Within 24 hours we had two similar questions asking about where CICS triggered transactions run in a shared queue environment, and why were all the transactions in one CICS region.
The easy answer is that MQ does not do workload balancing. When an application asks for a message, MQ says - 'take the next available message'. MQ does not say 'You have processed more than you fair share of messages so I am not giving you a message'.
The next question is CICS1 on LPAR1 is processing most of the messages even though CICS2 on LPAR2 has spare capacity, and CICS 1 is overloaded.
Let me give a real world example,
When people arrive at London airport and want to stay at the Paice Hotel, there is a special red carpet, and a sign saying press this button if you want the hotel to send the shuttle bus for you. There are two Paice Hotels close to the airport, one is 5 minute drive away, one is 10 minute drive away. You press the button and the light goes on in both hotels. The shuttle bus driver drives to the airport. Usually the driver from the closest hotel gets there first - and collects the passenger. The other driver arrives and there is no one there - so he goes back to his hotel and waits.

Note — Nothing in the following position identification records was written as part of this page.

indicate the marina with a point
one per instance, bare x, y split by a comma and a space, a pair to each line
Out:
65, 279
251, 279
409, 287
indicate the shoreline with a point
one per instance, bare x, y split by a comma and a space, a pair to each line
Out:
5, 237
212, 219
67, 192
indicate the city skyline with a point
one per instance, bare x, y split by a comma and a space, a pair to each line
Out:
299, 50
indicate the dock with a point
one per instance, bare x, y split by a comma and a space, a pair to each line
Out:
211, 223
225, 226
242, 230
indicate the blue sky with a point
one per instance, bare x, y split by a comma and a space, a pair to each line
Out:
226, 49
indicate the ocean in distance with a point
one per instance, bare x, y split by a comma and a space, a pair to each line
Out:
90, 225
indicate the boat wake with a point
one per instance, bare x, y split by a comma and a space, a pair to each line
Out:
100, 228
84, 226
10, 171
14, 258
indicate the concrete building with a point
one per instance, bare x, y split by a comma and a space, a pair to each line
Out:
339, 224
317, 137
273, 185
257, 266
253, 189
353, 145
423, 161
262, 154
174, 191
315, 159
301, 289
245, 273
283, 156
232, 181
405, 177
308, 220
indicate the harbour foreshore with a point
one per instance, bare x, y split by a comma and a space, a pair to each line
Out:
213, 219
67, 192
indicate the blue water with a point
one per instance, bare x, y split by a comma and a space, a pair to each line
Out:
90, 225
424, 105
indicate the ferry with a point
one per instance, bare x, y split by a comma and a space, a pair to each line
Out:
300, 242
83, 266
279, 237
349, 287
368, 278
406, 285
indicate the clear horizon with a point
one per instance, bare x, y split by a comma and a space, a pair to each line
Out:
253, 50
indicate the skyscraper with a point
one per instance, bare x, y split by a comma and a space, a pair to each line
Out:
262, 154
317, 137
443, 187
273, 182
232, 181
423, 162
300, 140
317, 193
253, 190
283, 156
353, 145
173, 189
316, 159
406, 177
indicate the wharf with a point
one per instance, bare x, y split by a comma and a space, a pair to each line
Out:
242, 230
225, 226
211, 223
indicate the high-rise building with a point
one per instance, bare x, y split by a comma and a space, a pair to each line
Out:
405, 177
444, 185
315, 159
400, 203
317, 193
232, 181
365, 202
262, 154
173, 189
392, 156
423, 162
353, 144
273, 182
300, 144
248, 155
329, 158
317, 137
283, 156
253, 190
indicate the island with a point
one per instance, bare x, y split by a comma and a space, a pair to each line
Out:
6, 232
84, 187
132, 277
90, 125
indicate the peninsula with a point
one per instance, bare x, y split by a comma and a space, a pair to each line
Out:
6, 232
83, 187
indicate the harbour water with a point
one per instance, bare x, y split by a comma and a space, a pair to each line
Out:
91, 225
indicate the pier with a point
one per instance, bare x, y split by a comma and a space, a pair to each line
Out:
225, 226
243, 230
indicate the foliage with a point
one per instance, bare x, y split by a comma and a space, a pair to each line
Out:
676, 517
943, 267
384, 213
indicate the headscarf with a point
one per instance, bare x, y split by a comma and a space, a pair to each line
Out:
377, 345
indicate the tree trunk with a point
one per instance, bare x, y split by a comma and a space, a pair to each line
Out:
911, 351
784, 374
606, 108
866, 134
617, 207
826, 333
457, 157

The driver takes you to the hotel and you go into the lobby - and there are lots of people queuing to check in! As a result all of the people are being taken to the busiest hotel, and there is no one at the other hotel.
As the arrival rate increase, there is a slight change in behavior.
The driver from the closest hotel takes the people who are waiting, and goes back to the hotel. Meanwhile other people are arriving and have pressed the button. The other shuttle bus arrives and so can take these people have to the hotel which is further away. So now people are being taken to both hotels - but most are going to the closest hotel.
With shared queue the key factor is the time to get from the queue manager to the coupling facility. RMF reports these times.
What can affect the time to the Coupling facility
There are several factor which can affect the time to access the CF structure as seen by MQ
- Physical distance. If the CF is co-located with one LPAR within one physical machine, and the other LPAR is in a different machine, the co located my have a response time of 5 microseconds, compared to 50 for the other
- Even if the CF is in its own machine, the amount of traffic to the CF can affect the response times - like any IO. A DB2 on one LPAR may be heavily using its structure, and so the MQ requests may be sharing the same channels and so the response time is affected. A different LPAR may be using different channels and so not be impacted.
The configuration and load on the LPAR.
What can I do to get the MQ work to run on the optimum system?
Trigger every should be used when the message rates are under a few messages a second. If the message rate is high, then the costs increase ( eg create the trigger message, getting the trigger message, starting CICS transactions etc). It is often better to have a transaction that is long running. It does MQGET.. process the message, Commit, and loops. This can have its problems. This was started at 0900 on a lightly loaded system - it is now 1200 and this systems is over loaded.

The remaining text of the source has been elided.